“Avere rispetto dell’altro e, allo stesso tempo, proteggere noi per proteggere gli altri. Senza dimenticare i malati in ospedale che, in questo periodo così difficile, restano praticamente da soli, senza visite, con chi non è autosufficiente imboccato dagli operatori sanitari. Dobbiamo affrontare l’attuale difficile condizione con un nuovo galateo. E’ il messaggio che arriva dal direttore dell’ufficio diocesano per la Pastorale della salute di Ragusa, il sacerdote Giorgio Occhipinti, in corrispondenza con l’entrata nel vivo della seconda ondata epidemica anche nell’area iblea. “Purtroppo – continua don Occhipinti – assistiamo all’aumento dei contagi e ci rendiamo conto che il virus è più vivo che mai. L’utilizzo della mascherina, in alcuni casi anche quasi 12 ore e più al giorno, deve considerarsi come se fosse una seconda pelle. Poi, i saluti a distanza, la corretta igienizzazione delle mani, evitare il contatto con le mucose del naso, degli occhi, della bocca. E, ancora, evitare luoghi con assembramenti, soprattutto se sono al chiuso. Tutte regole che conosciamo ma che non dobbiamo mai stancarci di ripetere perché solo così proteggiamo noi stessi ma anche e soprattutto gli altri”.

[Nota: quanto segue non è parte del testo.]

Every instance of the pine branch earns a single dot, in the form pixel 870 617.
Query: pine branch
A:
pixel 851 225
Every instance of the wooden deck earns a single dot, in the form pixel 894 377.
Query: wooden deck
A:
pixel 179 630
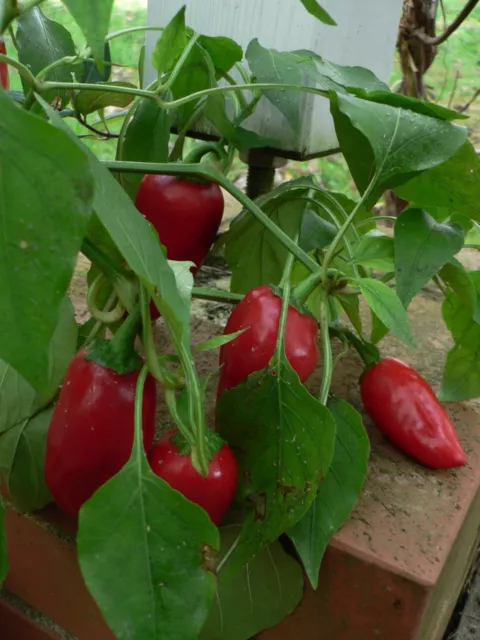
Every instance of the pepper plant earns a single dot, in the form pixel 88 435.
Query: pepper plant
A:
pixel 305 257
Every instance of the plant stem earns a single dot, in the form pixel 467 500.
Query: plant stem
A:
pixel 324 322
pixel 216 295
pixel 197 170
pixel 162 88
pixel 21 68
pixel 138 440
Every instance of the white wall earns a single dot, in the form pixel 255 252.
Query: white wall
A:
pixel 365 36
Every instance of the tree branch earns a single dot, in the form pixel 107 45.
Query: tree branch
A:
pixel 462 16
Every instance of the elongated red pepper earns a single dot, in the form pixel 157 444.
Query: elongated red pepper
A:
pixel 259 314
pixel 91 434
pixel 4 79
pixel 405 409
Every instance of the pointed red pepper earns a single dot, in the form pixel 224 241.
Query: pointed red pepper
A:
pixel 406 410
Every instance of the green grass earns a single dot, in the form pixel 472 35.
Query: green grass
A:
pixel 457 63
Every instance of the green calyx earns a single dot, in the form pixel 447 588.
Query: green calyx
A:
pixel 118 354
pixel 213 444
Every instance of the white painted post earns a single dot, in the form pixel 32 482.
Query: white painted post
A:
pixel 365 36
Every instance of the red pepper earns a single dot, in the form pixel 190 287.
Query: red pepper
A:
pixel 186 215
pixel 405 409
pixel 259 314
pixel 214 493
pixel 4 79
pixel 91 434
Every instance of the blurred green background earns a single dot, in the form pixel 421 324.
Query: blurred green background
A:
pixel 452 81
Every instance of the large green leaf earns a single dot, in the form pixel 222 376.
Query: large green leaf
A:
pixel 171 44
pixel 461 377
pixel 337 493
pixel 42 41
pixel 4 564
pixel 385 304
pixel 318 12
pixel 146 140
pixel 22 461
pixel 284 440
pixel 422 247
pixel 90 101
pixel 18 399
pixel 46 192
pixel 163 544
pixel 455 184
pixel 93 18
pixel 375 250
pixel 287 67
pixel 134 237
pixel 392 143
pixel 259 596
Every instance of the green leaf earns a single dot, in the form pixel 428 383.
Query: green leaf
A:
pixel 375 250
pixel 18 399
pixel 4 563
pixel 146 140
pixel 89 101
pixel 259 596
pixel 171 44
pixel 385 303
pixel 255 256
pixel 337 493
pixel 454 184
pixel 242 139
pixel 315 232
pixel 284 439
pixel 391 143
pixel 91 72
pixel 134 237
pixel 93 18
pixel 413 104
pixel 224 52
pixel 458 279
pixel 46 182
pixel 422 247
pixel 461 377
pixel 42 41
pixel 356 79
pixel 162 542
pixel 318 12
pixel 22 461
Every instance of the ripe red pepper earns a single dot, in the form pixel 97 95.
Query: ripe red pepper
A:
pixel 91 433
pixel 405 409
pixel 214 493
pixel 4 79
pixel 252 350
pixel 186 215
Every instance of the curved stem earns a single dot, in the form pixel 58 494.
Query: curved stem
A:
pixel 327 349
pixel 123 32
pixel 21 68
pixel 138 420
pixel 171 402
pixel 197 170
pixel 179 65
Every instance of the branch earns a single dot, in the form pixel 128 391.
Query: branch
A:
pixel 462 16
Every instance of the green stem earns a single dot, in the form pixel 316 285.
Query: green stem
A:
pixel 324 322
pixel 21 68
pixel 123 32
pixel 171 402
pixel 162 88
pixel 197 170
pixel 216 295
pixel 138 440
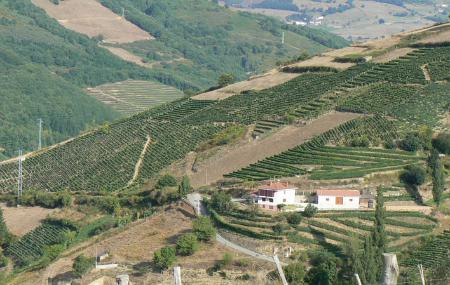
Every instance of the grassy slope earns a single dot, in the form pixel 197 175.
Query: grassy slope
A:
pixel 212 40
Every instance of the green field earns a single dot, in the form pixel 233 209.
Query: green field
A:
pixel 134 96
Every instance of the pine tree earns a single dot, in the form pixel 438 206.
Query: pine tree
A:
pixel 437 174
pixel 379 233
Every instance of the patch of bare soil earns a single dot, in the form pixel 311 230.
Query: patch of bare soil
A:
pixel 392 55
pixel 133 249
pixel 127 56
pixel 92 19
pixel 21 220
pixel 323 60
pixel 241 155
pixel 270 79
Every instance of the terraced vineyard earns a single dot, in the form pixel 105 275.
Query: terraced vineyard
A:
pixel 32 246
pixel 330 230
pixel 331 162
pixel 431 253
pixel 106 158
pixel 411 104
pixel 134 96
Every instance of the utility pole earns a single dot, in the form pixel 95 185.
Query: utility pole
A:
pixel 177 275
pixel 20 178
pixel 280 270
pixel 422 276
pixel 358 280
pixel 40 134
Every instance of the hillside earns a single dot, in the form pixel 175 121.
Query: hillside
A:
pixel 37 49
pixel 178 128
pixel 360 118
pixel 357 20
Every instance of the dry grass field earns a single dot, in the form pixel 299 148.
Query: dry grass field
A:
pixel 21 220
pixel 236 157
pixel 91 18
pixel 133 96
pixel 133 248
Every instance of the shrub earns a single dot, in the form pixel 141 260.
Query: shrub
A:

Don Occhipinti, però, punta l’attenzione su un altro aspetto. “Essendo questa la prima pandemia dell’era dei social – aggiunge il direttore – sempre più spesso si notano, nei vari profili, atteggiamenti che etichettano l’altro come un potenziale untore. In tutto ciò dimentichiamo l’umanità, l’umanizzazione delle cure. L’altro è il nostro prossimo, non possiamo vederlo come potenziale untore. L’altro non è una persona da tenere a distanza, quantomeno con gli atteggiamenti. Sì, evitiamo gli assembramenti; sì, adottiamo le limitazioni necessarie ma senza allontanare le persone. Non bisogna addossare alcuna colpa a chi è malato di Covid. Tutti, ricordiamo, possiamo essere potenziali portatori asintomatici. Quindi, niente accuse ma cerchiamo di vivere questo periodo con prudenza ma anche con vicinanza nei confronti degli altri. E’ questa la realtà che stiamo affrontando e dobbiamo farlo restando umani, sino in fondo”.